Sunday, January 21, 2007

The Business of Blogging Software

I started in 2007 resolute in my vow to never become a blogger. All that changed last week in my SJSU course on entrepreneurship, when the topic was business models.

Since my own research is about open source business models, I thought I'd offer students an example of a current startup pursuing a business model that includes open source. For my technology strategy class, I've explicitly taught my current research on open source business models, but that's more detail on open source than appropriate for this class.

For Saturday's class, my idea was to look at the wiki or blogging software companies that release their software as open source. By Friday, I'd signed up for 5 free services — 2 for wikis and 3 for blogs. I also created 3 blogs on 2 services. I thought trying the software would be a good way to learn about the business (or at least that was my rationalization).

[Wikipedia]My original interest was piqued by Wikia, the company co-founded by Jimbo Wales using the MediaWiki technology developed for Wikipedia. As a speaker at the Wikimania conference last August, I heard Wales talk about his company and its 2006 relaunch.

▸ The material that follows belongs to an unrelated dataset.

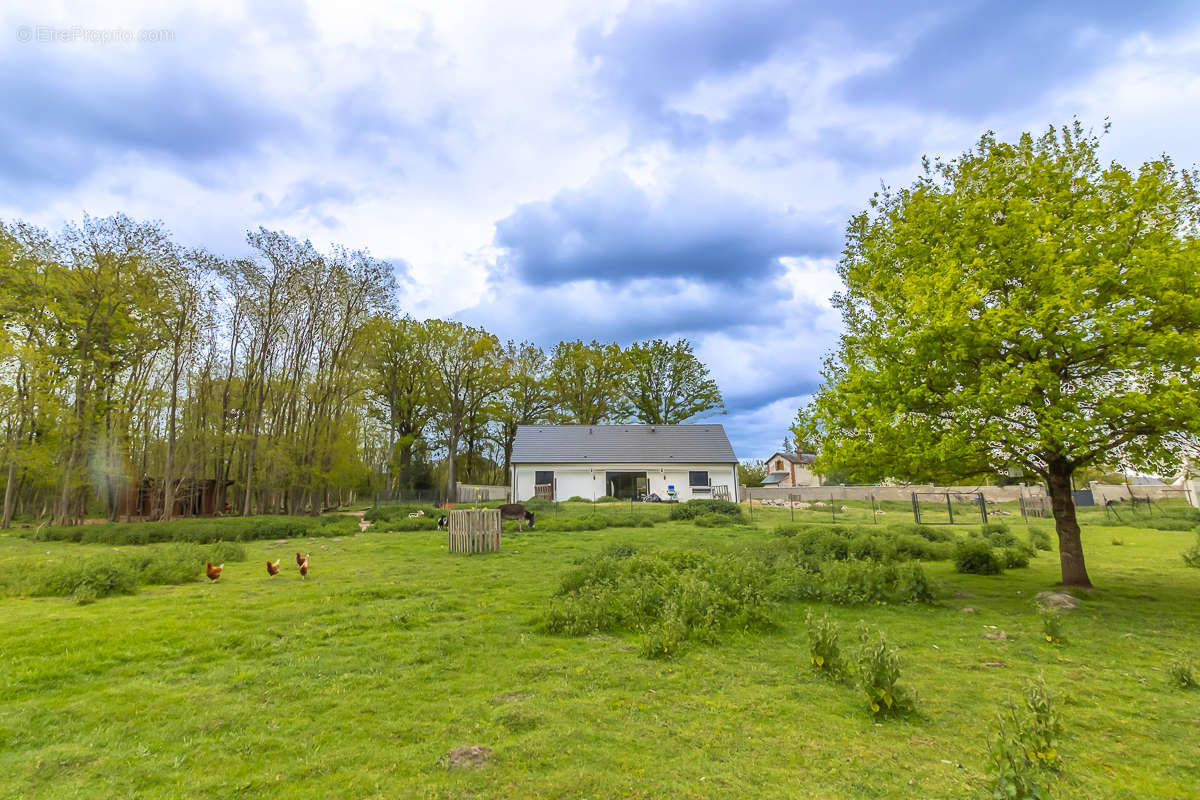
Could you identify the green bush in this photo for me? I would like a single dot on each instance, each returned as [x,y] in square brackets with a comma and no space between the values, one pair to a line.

The problem is, does Wikia have a business model? I study this sort of thing for a living, and right now I just don’t get it. Of course I like open business models, but if you don't capture value somehow, how do you pay the bills? (And are banner ads alone enough?)

So I spent a day checking out various wiki and blogging startups, including the two (JotSpot and Pyra Labs) purchased by Google. As a teaching case, I decided to use Socialtext, because at least their revenue model is pretty clear.

What did we conclude? The exit strategy here is tricky; 5 years from now there isn't going to be a stand-alone blogging software market and probably not one for wikis either. This is all an economies of scope play (as defined by Panzar & Willig back in the 1970s).

Now that Google has one of each, are they done buying? And once MSN and Yahoo have dance partners, what will happen to the remaining belles of the ball? It doesn't sound like a Cinderella ending.

3 comments:

Michael Ashley said...

Relying on advertising revenue alone is a sketchy profit model, especially for internet businesses. I remember, in 2000, when the economy took a dive and advertising spending went down the tubes, Internet companies like surfline.com and surfmaps.com stopped giving away free information and implemented subscription models and database publishing models to generate revenues.

Today advertising spending has been inscreasing tremendously and internet companies are starting to forget that dependence on ad revenue alone can be a wild ride.

Joel West said...

Michael,

Thanks for elaborating on a point that I implied but did not explain. I agree 110% about the risks of an advertising-only model. Many companies wiped out when the street price of banner ads came crashing down. :-)

For a company trying a new and unproven market, a diversification of revenue models (product vs. service, commercial vs. consumer etc.) is an important way of making sure there are not resources to live to fight another day.